Due to the high regard I have for students and their comments, I do my own evaluations both by daily check-ins as well as an anonymous written evaluation in the fifth week of the semester (document attached). Since the final evaluations administered by the university happen in the last week of semester, they are only useful to be used in the future classes. My own formative evaluations early in the semester, however, provide me with a timely feedback to make appropriate changes. After administering them in the fifth week of the class, I produce a Power Point sharing the results with the class and discussing them with my students. They often provide me with insightful and useful suggestions for improving instruction.

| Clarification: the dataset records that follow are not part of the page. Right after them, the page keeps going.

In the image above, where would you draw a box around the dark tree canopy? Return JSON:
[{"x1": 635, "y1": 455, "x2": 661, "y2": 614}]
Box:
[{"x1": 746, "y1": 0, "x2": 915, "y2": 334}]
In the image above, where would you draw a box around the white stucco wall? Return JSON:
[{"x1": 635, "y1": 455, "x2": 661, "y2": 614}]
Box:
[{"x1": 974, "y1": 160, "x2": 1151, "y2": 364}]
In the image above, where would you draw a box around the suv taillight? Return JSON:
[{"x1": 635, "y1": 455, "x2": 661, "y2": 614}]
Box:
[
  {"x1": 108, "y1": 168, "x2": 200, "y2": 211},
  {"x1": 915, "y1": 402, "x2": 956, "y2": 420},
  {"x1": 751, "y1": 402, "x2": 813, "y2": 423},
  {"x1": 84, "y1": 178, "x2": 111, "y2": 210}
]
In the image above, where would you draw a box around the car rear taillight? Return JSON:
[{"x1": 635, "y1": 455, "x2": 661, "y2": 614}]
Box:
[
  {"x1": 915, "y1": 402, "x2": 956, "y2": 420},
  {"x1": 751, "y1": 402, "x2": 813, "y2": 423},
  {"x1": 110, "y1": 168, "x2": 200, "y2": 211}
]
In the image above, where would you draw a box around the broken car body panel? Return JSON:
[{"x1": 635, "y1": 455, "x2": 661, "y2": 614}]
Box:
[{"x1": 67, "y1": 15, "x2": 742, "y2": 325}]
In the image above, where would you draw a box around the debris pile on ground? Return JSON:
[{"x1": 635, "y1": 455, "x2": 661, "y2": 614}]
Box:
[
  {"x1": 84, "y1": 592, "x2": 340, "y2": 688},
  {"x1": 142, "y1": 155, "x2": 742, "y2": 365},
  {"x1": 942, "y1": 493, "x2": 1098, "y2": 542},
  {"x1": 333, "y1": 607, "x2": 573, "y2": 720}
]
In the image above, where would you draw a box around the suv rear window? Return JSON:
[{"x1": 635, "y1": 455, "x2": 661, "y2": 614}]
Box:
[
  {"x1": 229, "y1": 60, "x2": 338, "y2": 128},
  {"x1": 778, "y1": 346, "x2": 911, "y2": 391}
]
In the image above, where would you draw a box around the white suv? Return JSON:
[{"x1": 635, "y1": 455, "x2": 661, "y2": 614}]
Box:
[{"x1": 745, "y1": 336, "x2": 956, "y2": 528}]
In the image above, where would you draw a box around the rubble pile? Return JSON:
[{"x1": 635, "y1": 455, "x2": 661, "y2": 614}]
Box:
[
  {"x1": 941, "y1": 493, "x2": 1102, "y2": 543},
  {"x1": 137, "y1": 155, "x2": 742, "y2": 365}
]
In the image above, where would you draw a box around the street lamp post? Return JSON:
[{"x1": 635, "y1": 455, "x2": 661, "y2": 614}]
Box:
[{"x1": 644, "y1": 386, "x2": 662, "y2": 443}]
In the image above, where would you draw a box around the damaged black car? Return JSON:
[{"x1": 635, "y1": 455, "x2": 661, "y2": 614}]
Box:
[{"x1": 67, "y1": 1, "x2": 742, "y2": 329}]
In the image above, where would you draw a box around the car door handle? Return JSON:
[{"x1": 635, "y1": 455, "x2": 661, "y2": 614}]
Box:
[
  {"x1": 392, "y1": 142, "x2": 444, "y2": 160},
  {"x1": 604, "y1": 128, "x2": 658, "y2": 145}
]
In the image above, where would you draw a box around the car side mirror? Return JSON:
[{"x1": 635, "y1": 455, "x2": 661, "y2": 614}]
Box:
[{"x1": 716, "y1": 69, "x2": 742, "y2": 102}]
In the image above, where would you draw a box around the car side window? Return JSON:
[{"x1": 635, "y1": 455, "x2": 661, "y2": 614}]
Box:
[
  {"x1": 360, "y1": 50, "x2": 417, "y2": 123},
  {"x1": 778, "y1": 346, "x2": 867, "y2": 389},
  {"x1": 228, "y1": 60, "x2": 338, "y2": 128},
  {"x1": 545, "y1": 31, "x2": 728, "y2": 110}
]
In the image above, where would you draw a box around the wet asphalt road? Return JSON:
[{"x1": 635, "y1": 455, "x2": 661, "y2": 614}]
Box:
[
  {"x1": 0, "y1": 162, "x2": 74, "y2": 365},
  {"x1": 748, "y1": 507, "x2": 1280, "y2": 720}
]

Another innovative aspect of my class is having group exams. Group exams deepen students’ knowledge of the material through collaboration. They also teach students to learn to thrive together rather than surviving individually. Sometimes, I notice some resistance against having exams in groups. Some students think that they fare better on their own, some want to extricate themselves from the “burden” of group work and collaboration, and some are worried about the problem of free-riders. Therefore, I make it optional for students to take the exam individually or in groups. As we approach the exam day, more often than not, I see how those reluctant students start showing some doubts about their assumptions about group work. They start asking for more clarification on the dynamics of group exam (rubric attached). They become interested. My 11 semesters of teaching shows that almost nobody takes the exam individually on the exam day. This proves that if the environment is regulated rigorously and fairly, and if the rules and expectations are outlined clearly, students prefer collective work and success to individual struggle and triumph.